Note: Census includes in its calculations the migration of the foreign born, migration between the U.S. and Puerto Rico, U.S. citizens moving back to the U.S. from abroad and the net movement of the Armed Forces between the U.S. and overseas.
Source: Census

The remainder of the change in state populations can be attributed to the inevitables in life: births, deaths and, well, moving across state lines. North Dakota saw the biggest one-year rise in domestic migration at 1.35 percent of its 2014 population, with Florida and Colorado not far behind. The majority of states, however, lost residents to domestic migration, with Alaska seeing the biggest decline. Don't worry Alaskans (or do worry, really): if global warming continues, Anchorage will be a top destination yet.

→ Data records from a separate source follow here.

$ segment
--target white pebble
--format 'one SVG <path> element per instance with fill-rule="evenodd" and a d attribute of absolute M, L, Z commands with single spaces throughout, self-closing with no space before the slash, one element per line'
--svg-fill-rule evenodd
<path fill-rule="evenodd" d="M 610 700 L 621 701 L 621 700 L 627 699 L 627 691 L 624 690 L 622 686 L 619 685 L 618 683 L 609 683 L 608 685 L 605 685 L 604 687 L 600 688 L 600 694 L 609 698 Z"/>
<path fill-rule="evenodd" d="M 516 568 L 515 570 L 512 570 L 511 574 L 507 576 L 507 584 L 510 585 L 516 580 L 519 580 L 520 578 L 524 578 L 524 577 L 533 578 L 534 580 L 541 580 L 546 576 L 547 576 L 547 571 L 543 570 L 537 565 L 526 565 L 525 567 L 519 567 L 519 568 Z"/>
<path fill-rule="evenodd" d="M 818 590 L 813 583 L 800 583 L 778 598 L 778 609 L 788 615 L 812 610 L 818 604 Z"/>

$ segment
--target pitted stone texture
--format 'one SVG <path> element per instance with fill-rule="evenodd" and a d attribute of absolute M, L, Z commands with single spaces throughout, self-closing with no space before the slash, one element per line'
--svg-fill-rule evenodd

Note: Net domestic migration (within the U.S.) is measured by information on addresses through a combination of government sources such as the Internal Revenue Service returns and medicare enrollment, among others.
Note: Net domestic migration (within the U.S.) is measured by information on addresses through a combination of government sources such as the Internal Revenue Service returns and medicare enrollment, among others.